Editor Lydia De Matos scrutinises Sofia Coppola’s disappointing latest feature.
You know how some films just kind of feel like they were made for television? They seem either like an episode of an actual TV show, or one of those made-for-TV films whose presence becomes distinctly unavoidable around Christmas. You’re sitting there, that glorious big screen in front of you, the credits rolling, and you can’t help but think God, what was the point of all that? You leave the cinema, lamenting the seven to twelve pounds now missing from your bank account, and go home to either ruminate over your mediocre experience all evening, or (preferably) forget it immediately. I find it my unfortunate duty to inform you that Sofia Coppola’s newest, On the Rocks, is one of those films.
Now, I’m not saying this to snark on television. Unlike some, I don’t consider it an inherently lesser art form than cinema. I don’t even mean to dunk on made-for-TV films; I haven’t seen that many, but I’m sure there are some great ones out there, even if their low budgets, rushed production periods, and tendency toward lazy writing undoubtedly makes most of them far from cinematic gems.
Of course, it’s got a bigger budget and more technical competency behind it than most made-for-TV stuff. But neither of those things can make a film less painfully boring than it already is, or make it live up to its evident potential. Perhaps it would have been better if I had gone in with lower expectations. At the very least, it would’ve saved me from that most dreadful of feelings: disappointment. The idea of a bittersweet Sofia Coppola comedy about parental baggage, starring Bill Murray and Rashida Jones? Positively delightful! So how on earth did On the Rocks end up feeling like the filmic equivalent of a half-hearted shrug?
Since the premise of the film is rife with potential for a brilliant feature, I’m tempted to say that a lot of the fault lies in its underwhelming ending. Laura (Jones) is a New York-based writer who struggles to write her novel as she deals with the day-to-day responsibilities of parenting. Meanwhile, her husband Dean (Marlon Wayans — yes, that’s right, Coppola finally found it within herself to cast a Black actor) is busy with some exciting startup, and is therefore constantly travelling for work. I’m not entirely sure what the startup does — it might be tech, or social media, or publicity. Frankly, I felt myself drifting off the moment he started talking about Instagram engagement. One night, groggy with Xanax after a flight back from London, Dean collapses onto the bed and kisses his wife. Happy to see him, she says hello. At this he stops with an ‘Oh’, giving her a far too deflated look of recognition before rolling over and passing out. The next morning, she finds a woman’s toiletry bag containing a bottle of body oil in his suitcase. And so, down she goes into a rabbit hole of nagging self-doubt and self-questioning.

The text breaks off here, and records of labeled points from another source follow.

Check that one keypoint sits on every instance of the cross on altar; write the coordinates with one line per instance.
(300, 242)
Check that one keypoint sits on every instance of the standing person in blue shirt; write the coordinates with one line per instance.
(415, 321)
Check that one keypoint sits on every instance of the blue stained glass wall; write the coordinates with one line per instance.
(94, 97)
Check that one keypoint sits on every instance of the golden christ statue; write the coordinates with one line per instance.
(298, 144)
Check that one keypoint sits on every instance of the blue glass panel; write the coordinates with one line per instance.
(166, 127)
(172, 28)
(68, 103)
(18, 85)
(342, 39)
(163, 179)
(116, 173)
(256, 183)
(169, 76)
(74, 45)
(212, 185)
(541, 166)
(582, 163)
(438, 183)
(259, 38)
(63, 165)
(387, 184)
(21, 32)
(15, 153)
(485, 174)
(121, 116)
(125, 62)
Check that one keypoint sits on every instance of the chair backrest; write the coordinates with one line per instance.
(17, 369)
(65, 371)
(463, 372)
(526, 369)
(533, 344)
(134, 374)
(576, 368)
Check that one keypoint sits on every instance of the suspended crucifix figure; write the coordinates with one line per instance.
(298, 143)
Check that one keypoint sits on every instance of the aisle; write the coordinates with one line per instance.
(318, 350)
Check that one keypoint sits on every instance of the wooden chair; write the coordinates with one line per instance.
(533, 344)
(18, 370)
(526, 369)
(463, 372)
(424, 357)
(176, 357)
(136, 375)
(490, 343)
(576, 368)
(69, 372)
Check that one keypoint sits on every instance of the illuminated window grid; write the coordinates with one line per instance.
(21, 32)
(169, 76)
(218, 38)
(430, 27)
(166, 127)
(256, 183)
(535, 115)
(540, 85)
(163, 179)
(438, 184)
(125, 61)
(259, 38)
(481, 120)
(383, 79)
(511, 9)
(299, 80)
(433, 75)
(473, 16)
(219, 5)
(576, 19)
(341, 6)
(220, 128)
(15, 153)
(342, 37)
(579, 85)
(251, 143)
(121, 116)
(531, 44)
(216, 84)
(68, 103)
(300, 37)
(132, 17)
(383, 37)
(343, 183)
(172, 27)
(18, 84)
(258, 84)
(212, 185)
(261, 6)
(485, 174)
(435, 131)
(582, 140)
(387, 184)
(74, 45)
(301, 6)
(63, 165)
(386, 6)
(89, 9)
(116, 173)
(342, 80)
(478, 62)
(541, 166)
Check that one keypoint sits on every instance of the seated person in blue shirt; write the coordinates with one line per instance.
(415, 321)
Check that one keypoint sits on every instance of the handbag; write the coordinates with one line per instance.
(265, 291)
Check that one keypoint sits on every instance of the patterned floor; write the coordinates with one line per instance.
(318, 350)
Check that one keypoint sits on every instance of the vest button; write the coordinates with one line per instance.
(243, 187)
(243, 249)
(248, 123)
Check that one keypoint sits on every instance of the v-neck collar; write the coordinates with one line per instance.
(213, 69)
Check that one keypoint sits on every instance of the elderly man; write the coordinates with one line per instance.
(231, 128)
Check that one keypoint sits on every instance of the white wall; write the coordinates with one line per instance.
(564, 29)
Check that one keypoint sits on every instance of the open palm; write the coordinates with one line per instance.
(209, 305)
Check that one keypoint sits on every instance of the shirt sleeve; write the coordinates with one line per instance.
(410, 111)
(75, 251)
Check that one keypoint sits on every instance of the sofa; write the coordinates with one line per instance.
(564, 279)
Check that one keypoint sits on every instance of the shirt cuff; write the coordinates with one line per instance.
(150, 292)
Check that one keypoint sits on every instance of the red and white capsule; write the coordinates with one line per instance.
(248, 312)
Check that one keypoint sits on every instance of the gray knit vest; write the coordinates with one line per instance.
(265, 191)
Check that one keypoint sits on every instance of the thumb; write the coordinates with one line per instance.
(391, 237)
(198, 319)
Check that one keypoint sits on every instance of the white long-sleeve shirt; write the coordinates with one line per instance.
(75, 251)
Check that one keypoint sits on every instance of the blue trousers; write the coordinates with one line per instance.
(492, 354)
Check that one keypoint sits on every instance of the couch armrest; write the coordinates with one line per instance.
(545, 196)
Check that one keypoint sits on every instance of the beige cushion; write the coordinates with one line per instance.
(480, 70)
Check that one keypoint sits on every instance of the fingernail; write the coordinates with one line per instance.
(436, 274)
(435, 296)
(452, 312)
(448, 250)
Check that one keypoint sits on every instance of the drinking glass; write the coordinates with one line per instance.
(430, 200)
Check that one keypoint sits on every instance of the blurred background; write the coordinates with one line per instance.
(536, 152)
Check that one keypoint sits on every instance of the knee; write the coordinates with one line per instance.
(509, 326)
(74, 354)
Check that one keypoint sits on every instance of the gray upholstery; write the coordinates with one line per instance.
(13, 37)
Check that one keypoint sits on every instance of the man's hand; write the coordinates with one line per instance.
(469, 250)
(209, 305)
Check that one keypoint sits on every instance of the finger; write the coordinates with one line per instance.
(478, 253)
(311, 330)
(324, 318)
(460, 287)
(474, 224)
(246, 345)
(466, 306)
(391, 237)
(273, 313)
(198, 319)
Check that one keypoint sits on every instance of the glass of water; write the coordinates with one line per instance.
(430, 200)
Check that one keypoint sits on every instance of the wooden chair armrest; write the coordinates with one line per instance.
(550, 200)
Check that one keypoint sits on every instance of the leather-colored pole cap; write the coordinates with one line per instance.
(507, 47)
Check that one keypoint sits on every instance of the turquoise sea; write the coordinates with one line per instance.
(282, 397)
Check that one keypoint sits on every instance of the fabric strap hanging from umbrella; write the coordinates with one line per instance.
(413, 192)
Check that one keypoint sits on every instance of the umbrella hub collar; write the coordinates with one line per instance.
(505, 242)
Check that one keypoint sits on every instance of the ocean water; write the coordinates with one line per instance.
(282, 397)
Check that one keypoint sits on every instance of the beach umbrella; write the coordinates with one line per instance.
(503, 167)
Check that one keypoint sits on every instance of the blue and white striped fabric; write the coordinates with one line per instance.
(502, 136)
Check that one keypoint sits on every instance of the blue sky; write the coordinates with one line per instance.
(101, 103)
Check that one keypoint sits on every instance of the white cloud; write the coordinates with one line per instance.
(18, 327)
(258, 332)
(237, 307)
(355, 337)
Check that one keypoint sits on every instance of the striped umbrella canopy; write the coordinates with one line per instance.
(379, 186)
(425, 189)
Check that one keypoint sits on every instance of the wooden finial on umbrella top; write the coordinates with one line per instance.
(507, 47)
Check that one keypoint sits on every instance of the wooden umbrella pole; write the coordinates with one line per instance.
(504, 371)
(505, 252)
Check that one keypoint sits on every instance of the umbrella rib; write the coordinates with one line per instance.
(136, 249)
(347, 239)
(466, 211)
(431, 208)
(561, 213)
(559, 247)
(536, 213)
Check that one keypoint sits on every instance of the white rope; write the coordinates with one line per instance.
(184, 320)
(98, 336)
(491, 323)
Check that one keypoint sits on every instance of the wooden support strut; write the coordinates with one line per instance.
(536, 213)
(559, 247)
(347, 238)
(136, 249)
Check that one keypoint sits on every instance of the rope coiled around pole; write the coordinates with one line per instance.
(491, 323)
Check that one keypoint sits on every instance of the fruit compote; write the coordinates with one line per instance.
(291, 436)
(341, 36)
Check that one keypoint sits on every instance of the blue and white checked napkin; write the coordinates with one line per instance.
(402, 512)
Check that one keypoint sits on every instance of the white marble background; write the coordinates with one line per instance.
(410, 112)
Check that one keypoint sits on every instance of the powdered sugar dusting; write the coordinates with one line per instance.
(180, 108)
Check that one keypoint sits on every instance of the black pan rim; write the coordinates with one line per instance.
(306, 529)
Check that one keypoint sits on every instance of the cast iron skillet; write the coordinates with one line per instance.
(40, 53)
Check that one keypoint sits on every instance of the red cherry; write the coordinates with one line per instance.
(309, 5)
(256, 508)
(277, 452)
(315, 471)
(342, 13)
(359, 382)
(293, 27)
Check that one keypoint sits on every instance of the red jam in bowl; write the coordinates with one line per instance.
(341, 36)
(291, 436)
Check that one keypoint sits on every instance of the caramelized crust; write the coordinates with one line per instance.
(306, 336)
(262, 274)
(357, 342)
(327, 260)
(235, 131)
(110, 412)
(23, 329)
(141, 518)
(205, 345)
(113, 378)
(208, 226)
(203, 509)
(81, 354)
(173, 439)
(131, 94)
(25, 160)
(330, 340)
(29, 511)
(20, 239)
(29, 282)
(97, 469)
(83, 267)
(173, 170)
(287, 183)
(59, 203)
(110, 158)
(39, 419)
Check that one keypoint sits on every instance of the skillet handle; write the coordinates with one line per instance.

Arriving in style to push her even further down that rabbit hole is Bill Murray’s Felix, Laura’s wealthy art-dealer father. Having cheated his way into breaking up his own marriage, Felix has become a silver-fox; incredibly witty and wildly misogynistic, he’s simultaneously the kind of person you’d love to know but hate to be around. His self-indulgent smugness, tendency to hit on every single woman he sees, and belief that men are incapable of monogamy makes it easy to see why Laura might have been so rash to assume her husband’s infidelity.
Convinced of Dean’s cheating practically before Laura even opens her mouth to describe her worries, Felix enlists himself as chief detective and whisks his daughter off into a farcical surveillance caper, whizzing around the city in a blood red Alfa Romeo roadster and peering at club entrances through binoculars. At least this sequence provides some much-needed fun: I mean, who wouldn’t want to be one half of a spy duo with Bill Murray?
Regardless, the rest of the film is certainly not fun enough to make it a romp, and there’s so little substance behind it that the writing feels careless, almost lazy. Sure, it asks some interesting questions about familial relationships, but it doesn’t seem bothered to answer those questions in interesting ways, or even to answer them at all. The result is a film that feels deflated, and rather pointless — not the kind of work we’ve come to expect from Coppola.
The visuals don’t exactly help. It’s not that they look bad, per se, just a little too clean and a little too flat. I was honestly surprised to discover that On the Rocks had been shot on film, and that Coppola had worked with Director of Photography Philipe le Sourd no less, whose richly textured work I had adored in The Beguiled. There were a few brief moments of visual delight, namely a beautiful close-up of Jones with her head in her hands that I could have stared at for hours, and of course that nighttime car chase smartly used for the trailer.
The performances are strong, and the familial chemistry between Jones and Murray is wonderful to behold. But not even they can save On the Rocks from its fatal lack of substance.